Meier credited many of the advances in palliative care access and quality to a growing palliative care workforce, changes in reimbursements, evidence-based quality initiatives, and enhanced clinical training.

"We want to acknowledge that progress does not happen in a vacuum," she said. "Over the last few years, we have seen growing support from federal and state officials and private sector leaders, as well as continued work from organizations in the field."

"These efforts have contributed to an environment in which more stakeholders recognize the value of palliative care and have the tools to implement it," she said.

Despite this overall growth, the 2019 grade for the nation is a B, just as it was in 2015, owing to the large swaths of the country that still have limited access to palliative care, the report said.

"Many gaps remain in access," Meier said. "Access to palliative care in U.S. hospitals depends on where you live and the type of hospital to which you are admitted."

The report found that larger, not-for-profit hospitals were more likely to provide palliative services than were for-profit hospitals.

"Larger hospitals are probably more likely to provide palliative care programs because the size of the hospital and volume of patients can support a full interdisciplinary team," she said.

As for why for-profit hospitals are less likely to offer palliative care services, Meier said "the reasons are unknown."

"However, there are studies that have shown that for-profit hospitals have a higher emphasis on providing services that are immediately profitable to the hospital," she said, pointing to a study that CAPC published in Health Affairs which found that for-profit hospitals were also less likely to provide other high-value, but low-revenue services to patients.

"Palliative care provides significant cost savings to a hospital, but that's not the same as bringing in revenue," she said.

As for what could entice for-profit hospitals to take up palliative care, Meier said changes to Medicare's Conditions of Participation for hospitals that "would require accountability for access to high-quality care for patients with serious illness across all types of hospitals."

In addition, Meier recommended "payment reform recognizing and rewarding quality of care and outcomes important to patients, instead of the current fee for service financial incentives driving volume and procedures."

Meier was asked to identify a "common thread" among the states that scored well on the report card.

"There are some differences in the makeup of the hospitals within states or regions, although these differences may not fully explain the differential prevalence rates," she said.

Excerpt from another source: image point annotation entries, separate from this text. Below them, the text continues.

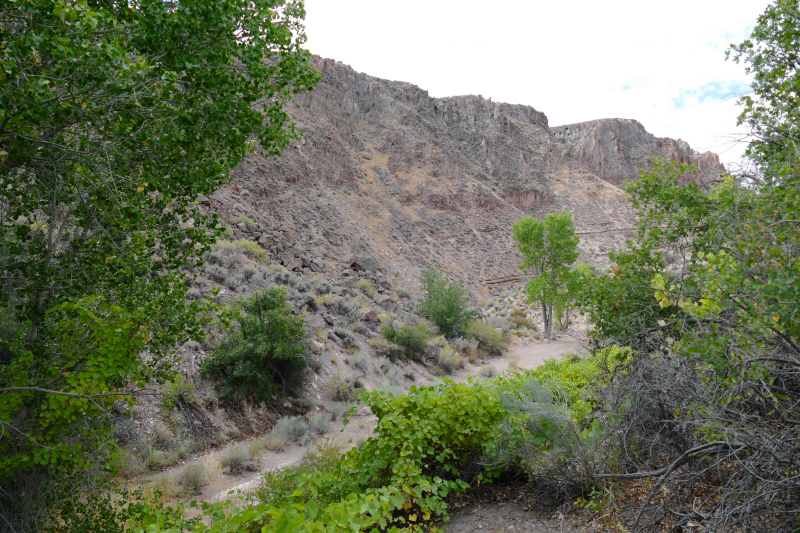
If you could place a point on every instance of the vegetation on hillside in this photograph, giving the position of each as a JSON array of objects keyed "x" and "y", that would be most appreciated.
[
  {"x": 548, "y": 247},
  {"x": 265, "y": 356},
  {"x": 115, "y": 117},
  {"x": 445, "y": 304}
]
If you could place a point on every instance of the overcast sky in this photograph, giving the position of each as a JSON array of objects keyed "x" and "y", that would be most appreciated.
[{"x": 661, "y": 63}]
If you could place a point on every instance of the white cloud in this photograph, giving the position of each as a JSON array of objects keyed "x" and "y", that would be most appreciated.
[{"x": 660, "y": 63}]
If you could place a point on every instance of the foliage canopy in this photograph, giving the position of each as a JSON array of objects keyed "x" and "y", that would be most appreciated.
[
  {"x": 116, "y": 115},
  {"x": 446, "y": 304},
  {"x": 266, "y": 356}
]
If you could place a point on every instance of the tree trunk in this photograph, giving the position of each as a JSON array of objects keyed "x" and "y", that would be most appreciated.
[{"x": 547, "y": 316}]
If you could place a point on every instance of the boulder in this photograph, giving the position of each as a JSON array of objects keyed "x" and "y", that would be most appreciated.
[
  {"x": 372, "y": 316},
  {"x": 361, "y": 263},
  {"x": 317, "y": 347}
]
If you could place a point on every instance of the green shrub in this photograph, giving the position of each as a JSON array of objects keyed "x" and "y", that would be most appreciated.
[
  {"x": 177, "y": 392},
  {"x": 266, "y": 356},
  {"x": 412, "y": 340},
  {"x": 446, "y": 358},
  {"x": 488, "y": 338},
  {"x": 347, "y": 336},
  {"x": 236, "y": 458},
  {"x": 445, "y": 304},
  {"x": 487, "y": 371},
  {"x": 384, "y": 348},
  {"x": 251, "y": 249},
  {"x": 192, "y": 478}
]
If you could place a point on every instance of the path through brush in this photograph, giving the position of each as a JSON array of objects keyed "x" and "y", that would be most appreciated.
[{"x": 523, "y": 354}]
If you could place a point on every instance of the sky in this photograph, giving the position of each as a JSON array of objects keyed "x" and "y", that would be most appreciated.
[{"x": 661, "y": 63}]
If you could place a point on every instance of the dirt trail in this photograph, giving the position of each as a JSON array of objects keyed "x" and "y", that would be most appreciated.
[{"x": 524, "y": 354}]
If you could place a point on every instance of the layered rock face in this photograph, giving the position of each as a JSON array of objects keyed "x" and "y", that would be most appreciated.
[
  {"x": 617, "y": 149},
  {"x": 384, "y": 171}
]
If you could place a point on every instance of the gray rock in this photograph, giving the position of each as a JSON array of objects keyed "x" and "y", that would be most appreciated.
[
  {"x": 332, "y": 336},
  {"x": 372, "y": 316},
  {"x": 315, "y": 322}
]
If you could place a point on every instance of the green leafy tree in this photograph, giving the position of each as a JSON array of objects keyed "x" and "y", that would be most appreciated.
[
  {"x": 412, "y": 340},
  {"x": 707, "y": 296},
  {"x": 266, "y": 356},
  {"x": 549, "y": 248},
  {"x": 445, "y": 304},
  {"x": 115, "y": 116}
]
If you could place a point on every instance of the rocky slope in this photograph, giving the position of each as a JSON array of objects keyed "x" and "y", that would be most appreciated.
[{"x": 403, "y": 181}]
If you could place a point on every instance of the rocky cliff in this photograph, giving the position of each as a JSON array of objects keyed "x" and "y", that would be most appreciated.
[{"x": 389, "y": 174}]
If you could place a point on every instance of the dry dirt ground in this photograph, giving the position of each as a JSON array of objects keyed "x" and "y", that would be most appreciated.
[
  {"x": 510, "y": 507},
  {"x": 485, "y": 516}
]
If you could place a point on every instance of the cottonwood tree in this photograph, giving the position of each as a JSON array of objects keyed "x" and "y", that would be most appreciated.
[
  {"x": 114, "y": 116},
  {"x": 708, "y": 297},
  {"x": 549, "y": 248},
  {"x": 445, "y": 304}
]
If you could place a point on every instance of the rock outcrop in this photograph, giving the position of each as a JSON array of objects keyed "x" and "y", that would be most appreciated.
[{"x": 403, "y": 181}]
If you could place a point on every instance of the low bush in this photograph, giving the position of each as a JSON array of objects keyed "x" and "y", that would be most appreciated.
[
  {"x": 192, "y": 478},
  {"x": 251, "y": 249},
  {"x": 519, "y": 320},
  {"x": 294, "y": 427},
  {"x": 177, "y": 392},
  {"x": 360, "y": 360},
  {"x": 446, "y": 303},
  {"x": 447, "y": 359},
  {"x": 384, "y": 348},
  {"x": 343, "y": 390},
  {"x": 256, "y": 446},
  {"x": 236, "y": 458},
  {"x": 488, "y": 338},
  {"x": 412, "y": 340},
  {"x": 347, "y": 336},
  {"x": 319, "y": 424},
  {"x": 238, "y": 219},
  {"x": 487, "y": 371},
  {"x": 266, "y": 356}
]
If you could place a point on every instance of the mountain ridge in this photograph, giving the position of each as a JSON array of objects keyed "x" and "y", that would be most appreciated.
[{"x": 385, "y": 171}]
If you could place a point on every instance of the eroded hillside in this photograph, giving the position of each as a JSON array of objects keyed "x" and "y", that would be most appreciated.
[{"x": 406, "y": 181}]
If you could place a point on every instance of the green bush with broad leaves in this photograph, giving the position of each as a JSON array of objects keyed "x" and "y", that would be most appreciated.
[
  {"x": 266, "y": 355},
  {"x": 445, "y": 304},
  {"x": 488, "y": 338},
  {"x": 116, "y": 116},
  {"x": 396, "y": 481}
]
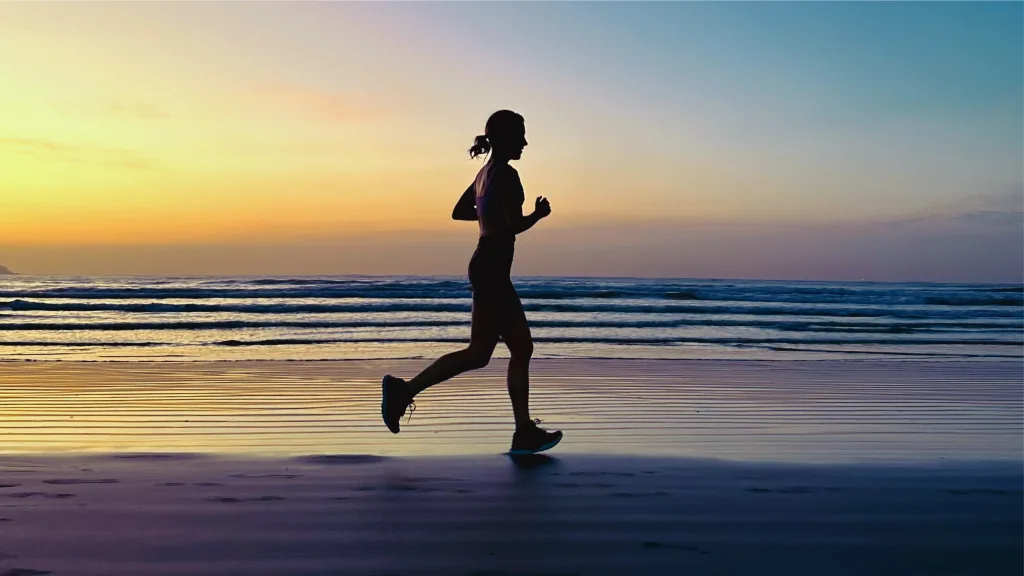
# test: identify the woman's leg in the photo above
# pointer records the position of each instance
(482, 339)
(515, 331)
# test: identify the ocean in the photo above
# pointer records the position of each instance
(355, 318)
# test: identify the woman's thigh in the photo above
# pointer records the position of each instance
(513, 327)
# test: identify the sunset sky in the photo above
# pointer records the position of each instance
(812, 140)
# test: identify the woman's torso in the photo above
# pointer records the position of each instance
(495, 186)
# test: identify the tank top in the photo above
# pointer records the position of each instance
(493, 184)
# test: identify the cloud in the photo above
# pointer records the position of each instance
(1000, 210)
(64, 152)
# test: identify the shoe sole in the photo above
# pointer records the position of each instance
(384, 383)
(547, 446)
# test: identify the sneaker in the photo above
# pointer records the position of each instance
(394, 401)
(532, 440)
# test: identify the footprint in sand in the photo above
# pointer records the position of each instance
(61, 482)
(336, 459)
(228, 500)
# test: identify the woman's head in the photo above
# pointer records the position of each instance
(504, 136)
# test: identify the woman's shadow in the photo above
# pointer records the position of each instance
(526, 462)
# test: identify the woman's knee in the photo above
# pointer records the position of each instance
(479, 356)
(521, 350)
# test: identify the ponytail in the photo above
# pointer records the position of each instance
(480, 147)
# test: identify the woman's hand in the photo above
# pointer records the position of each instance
(542, 208)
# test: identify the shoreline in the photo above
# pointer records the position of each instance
(794, 411)
(586, 515)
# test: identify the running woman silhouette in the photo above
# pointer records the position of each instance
(495, 201)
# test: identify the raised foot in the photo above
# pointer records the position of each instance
(394, 400)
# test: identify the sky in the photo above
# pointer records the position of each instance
(777, 140)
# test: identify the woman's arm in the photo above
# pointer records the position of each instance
(465, 209)
(512, 201)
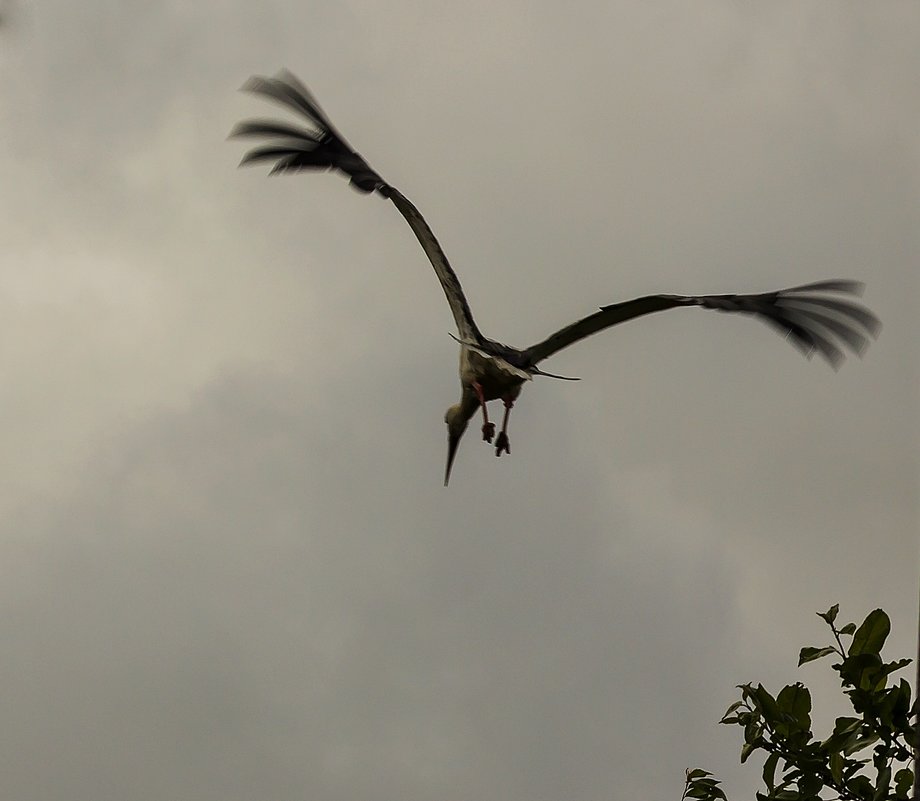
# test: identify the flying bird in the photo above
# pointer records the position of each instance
(813, 317)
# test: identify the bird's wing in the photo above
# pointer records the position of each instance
(322, 147)
(809, 316)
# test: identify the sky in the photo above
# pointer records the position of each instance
(228, 567)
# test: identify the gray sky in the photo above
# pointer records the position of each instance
(229, 568)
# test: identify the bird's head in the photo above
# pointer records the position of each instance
(457, 421)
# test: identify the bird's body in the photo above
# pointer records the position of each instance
(811, 316)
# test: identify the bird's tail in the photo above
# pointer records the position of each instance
(293, 148)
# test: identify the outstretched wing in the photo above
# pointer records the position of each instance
(322, 147)
(809, 316)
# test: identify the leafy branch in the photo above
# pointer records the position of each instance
(841, 762)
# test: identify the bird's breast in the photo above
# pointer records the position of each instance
(496, 376)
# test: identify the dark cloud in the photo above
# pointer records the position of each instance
(230, 570)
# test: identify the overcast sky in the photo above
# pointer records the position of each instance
(228, 568)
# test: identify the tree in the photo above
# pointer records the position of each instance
(841, 762)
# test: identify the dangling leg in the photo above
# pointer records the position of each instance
(488, 429)
(502, 443)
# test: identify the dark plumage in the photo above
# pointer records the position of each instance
(813, 317)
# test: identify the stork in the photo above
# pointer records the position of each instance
(813, 317)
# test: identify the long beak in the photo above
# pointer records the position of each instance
(453, 440)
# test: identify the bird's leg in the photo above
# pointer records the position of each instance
(488, 429)
(502, 443)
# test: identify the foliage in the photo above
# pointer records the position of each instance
(842, 761)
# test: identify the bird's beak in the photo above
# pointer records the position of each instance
(453, 440)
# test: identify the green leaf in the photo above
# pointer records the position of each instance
(811, 654)
(746, 750)
(766, 703)
(903, 782)
(860, 744)
(860, 786)
(849, 628)
(795, 701)
(882, 784)
(871, 635)
(697, 773)
(769, 771)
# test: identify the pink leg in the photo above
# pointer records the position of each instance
(488, 429)
(502, 444)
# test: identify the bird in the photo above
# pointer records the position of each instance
(816, 317)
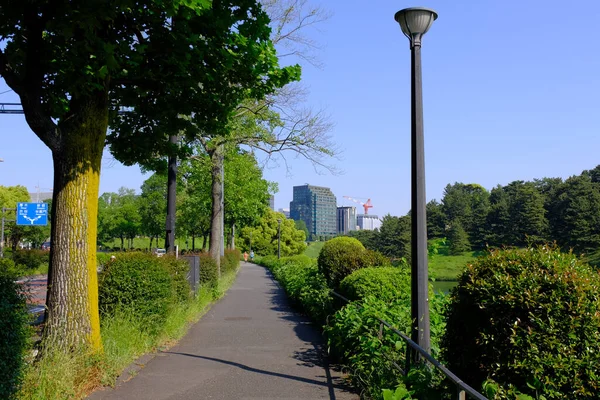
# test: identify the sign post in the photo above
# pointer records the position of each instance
(32, 214)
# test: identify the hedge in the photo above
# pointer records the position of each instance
(528, 320)
(14, 331)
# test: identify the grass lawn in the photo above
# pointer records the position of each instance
(313, 249)
(445, 267)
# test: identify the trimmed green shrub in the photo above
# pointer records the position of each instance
(339, 257)
(9, 268)
(209, 275)
(31, 259)
(385, 283)
(178, 269)
(376, 259)
(231, 261)
(14, 332)
(527, 319)
(353, 335)
(137, 281)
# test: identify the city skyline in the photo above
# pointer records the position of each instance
(495, 112)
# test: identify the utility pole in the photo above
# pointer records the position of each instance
(171, 197)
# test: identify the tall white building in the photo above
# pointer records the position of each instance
(346, 220)
(368, 222)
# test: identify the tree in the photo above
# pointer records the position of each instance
(436, 221)
(469, 205)
(264, 236)
(153, 206)
(458, 238)
(68, 66)
(394, 239)
(576, 222)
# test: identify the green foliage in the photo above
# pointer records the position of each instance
(458, 238)
(340, 257)
(354, 334)
(303, 283)
(31, 259)
(532, 317)
(14, 332)
(313, 249)
(231, 261)
(139, 282)
(209, 274)
(178, 269)
(387, 284)
(264, 236)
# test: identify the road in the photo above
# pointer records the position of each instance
(250, 345)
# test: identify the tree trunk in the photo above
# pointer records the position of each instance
(216, 226)
(72, 317)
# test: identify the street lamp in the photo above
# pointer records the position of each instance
(279, 239)
(415, 22)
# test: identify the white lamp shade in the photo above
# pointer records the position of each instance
(415, 22)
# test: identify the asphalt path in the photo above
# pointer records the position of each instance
(250, 345)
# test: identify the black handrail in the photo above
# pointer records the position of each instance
(461, 386)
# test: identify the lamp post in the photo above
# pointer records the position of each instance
(279, 239)
(415, 22)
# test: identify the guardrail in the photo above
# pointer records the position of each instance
(462, 389)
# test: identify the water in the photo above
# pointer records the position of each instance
(443, 286)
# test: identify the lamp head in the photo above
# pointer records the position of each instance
(415, 22)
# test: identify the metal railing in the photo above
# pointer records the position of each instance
(462, 389)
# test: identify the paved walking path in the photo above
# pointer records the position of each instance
(250, 345)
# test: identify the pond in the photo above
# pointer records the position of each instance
(443, 286)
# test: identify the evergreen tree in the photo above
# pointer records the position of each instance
(458, 238)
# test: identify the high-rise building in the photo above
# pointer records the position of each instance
(368, 222)
(317, 207)
(346, 220)
(285, 211)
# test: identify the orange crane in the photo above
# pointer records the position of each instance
(366, 205)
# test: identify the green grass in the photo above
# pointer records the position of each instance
(64, 375)
(445, 267)
(313, 249)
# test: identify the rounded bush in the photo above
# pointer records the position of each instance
(527, 319)
(385, 283)
(14, 332)
(339, 257)
(139, 282)
(209, 275)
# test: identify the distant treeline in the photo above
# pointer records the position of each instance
(470, 217)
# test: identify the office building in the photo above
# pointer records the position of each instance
(368, 222)
(285, 211)
(317, 207)
(346, 217)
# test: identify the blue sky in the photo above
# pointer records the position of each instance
(511, 92)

"For example, the three regions that received A grades (New England, East North Central, and Mid-Atlantic) all have the highest proportions of non-profit hospitals in the United States and subsequently, the lowest rates of for-profit hospitals," she said. "More than 85% of the hospitals in those regions are non-profit compared to 71% nationally."

Meier said the two regions that scored the lowest and received C grades (East South Central and West South Central) have disproportionately more for-profit hospitals than other regions.

"More than one-quarter of the hospitals in East South Central and more than one-third in West South Central are for-profit, compared to only 16% of hospitals nationally," she said. "Rural hospitals are also less likely to provide palliative care and in East South Central, rural hospitals account for 13% of the hospitals with 50 or more beds compared to only 4% nationally."

“As is true for many aspects of healthcare, geography is destiny. Where you live determines your access to the best quality of life and highest quality of care during a serious illness.”

John Commins is a content specialist and online news editor for HealthLeaders, a Simplify Compliance brand.


Large nonprofit hospitals in urban centers remain the institutions most likely to provide access to a palliative care team.

For-profit hospitals of any size are less likely to provide palliative care than nonprofit hospitals.